Akamai has unveiled the Edge Cloud, a solution for delivering data to connected devices and in-application messaging at scale.
The company said it is most useful for businesses bringing billions of endpoints online as part of the IoT connected devices ecosystem.
“From car makers to hotel operators, virtually every industry is incorporating endpoints in the form of connected devices and applications into their business strategies, capitalizing on the ubiquity of Internet access,” Akamai said in a news release.
“However, building and managing the infrastructure required to support, scale and secure these experiences can be incredibly time-, cost- and resource-intensive for organizations and not a part of their core competency,” it added.
The company noted that IoT Analytics Research projects approximately 22 billion connected devices by 2025, and these will be sending data across the Internet.
“In addition, billions of application instances will be sending trillions of messages, and these endpoints represent both vast opportunities and challenges for businesses in terms of harnessing, distributing and protecting the data,” it said.
Hence, the company is focused on developing technology designed to scale and secure the way internet of things (IoT) and application data is delivered to endpoints, according to Craig Adams, senior vice president and general manager, Web Performance and Security, Akamai Technologies.

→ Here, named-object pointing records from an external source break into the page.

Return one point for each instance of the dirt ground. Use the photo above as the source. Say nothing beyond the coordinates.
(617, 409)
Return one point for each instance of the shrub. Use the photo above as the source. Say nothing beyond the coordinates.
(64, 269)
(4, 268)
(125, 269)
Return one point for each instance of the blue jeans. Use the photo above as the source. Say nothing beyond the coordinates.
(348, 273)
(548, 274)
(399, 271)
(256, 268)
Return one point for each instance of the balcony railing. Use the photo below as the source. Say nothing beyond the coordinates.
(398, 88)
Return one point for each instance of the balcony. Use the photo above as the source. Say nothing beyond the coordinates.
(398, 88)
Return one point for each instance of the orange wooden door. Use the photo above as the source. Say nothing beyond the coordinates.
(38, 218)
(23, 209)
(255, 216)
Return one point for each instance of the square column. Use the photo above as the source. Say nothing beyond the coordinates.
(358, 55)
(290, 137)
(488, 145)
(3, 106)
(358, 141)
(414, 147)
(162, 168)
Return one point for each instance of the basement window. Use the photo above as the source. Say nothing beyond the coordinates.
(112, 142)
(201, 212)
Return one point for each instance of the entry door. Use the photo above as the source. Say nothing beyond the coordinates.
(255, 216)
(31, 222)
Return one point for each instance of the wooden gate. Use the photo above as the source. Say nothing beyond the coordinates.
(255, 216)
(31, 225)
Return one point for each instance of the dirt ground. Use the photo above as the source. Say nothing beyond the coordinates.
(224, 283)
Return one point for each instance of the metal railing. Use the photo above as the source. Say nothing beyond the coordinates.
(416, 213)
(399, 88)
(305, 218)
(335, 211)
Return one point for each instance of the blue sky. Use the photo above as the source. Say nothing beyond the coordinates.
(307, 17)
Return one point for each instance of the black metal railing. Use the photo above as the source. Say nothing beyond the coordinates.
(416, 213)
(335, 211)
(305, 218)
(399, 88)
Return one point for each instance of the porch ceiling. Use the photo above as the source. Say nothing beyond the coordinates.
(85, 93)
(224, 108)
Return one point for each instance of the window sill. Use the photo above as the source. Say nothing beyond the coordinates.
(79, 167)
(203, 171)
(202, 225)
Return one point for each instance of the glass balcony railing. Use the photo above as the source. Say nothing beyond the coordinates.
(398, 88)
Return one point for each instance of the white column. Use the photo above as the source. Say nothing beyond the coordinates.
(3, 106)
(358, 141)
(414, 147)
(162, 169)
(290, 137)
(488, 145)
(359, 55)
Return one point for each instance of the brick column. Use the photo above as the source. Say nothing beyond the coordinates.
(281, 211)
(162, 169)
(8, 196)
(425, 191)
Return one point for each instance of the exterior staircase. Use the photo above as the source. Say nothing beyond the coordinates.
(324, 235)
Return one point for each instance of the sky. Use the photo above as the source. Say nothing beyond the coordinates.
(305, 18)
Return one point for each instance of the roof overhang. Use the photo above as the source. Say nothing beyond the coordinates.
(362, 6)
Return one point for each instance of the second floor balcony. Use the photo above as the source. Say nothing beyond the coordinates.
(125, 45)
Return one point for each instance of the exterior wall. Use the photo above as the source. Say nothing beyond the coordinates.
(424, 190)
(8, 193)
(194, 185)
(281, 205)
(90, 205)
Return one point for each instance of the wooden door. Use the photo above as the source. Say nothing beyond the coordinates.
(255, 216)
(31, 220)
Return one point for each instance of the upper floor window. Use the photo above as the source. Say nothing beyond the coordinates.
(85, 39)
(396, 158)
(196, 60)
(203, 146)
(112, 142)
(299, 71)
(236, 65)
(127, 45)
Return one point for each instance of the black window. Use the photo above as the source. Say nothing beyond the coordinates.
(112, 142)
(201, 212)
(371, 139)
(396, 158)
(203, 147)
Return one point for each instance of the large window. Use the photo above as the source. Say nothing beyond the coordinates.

Akamai expects that as more use cases emerge for IoT and in-application messaging, such as Message Queuing Telemetry Transport (MQTT), there is a need to offer connectivity for billions of devices and real-time data delivery.
Through IoT Edge Connect, a new product within the Edge Cloud solution line, both resource-constrained IoT devices and applications using MQTT for messaging can send or publish information about a given topic to a server that functions as an MQTT message broker.
With IoT Edge Connect, developers can enable low-latency interactions with millions of endpoints and process data in real-time, according to Akamai.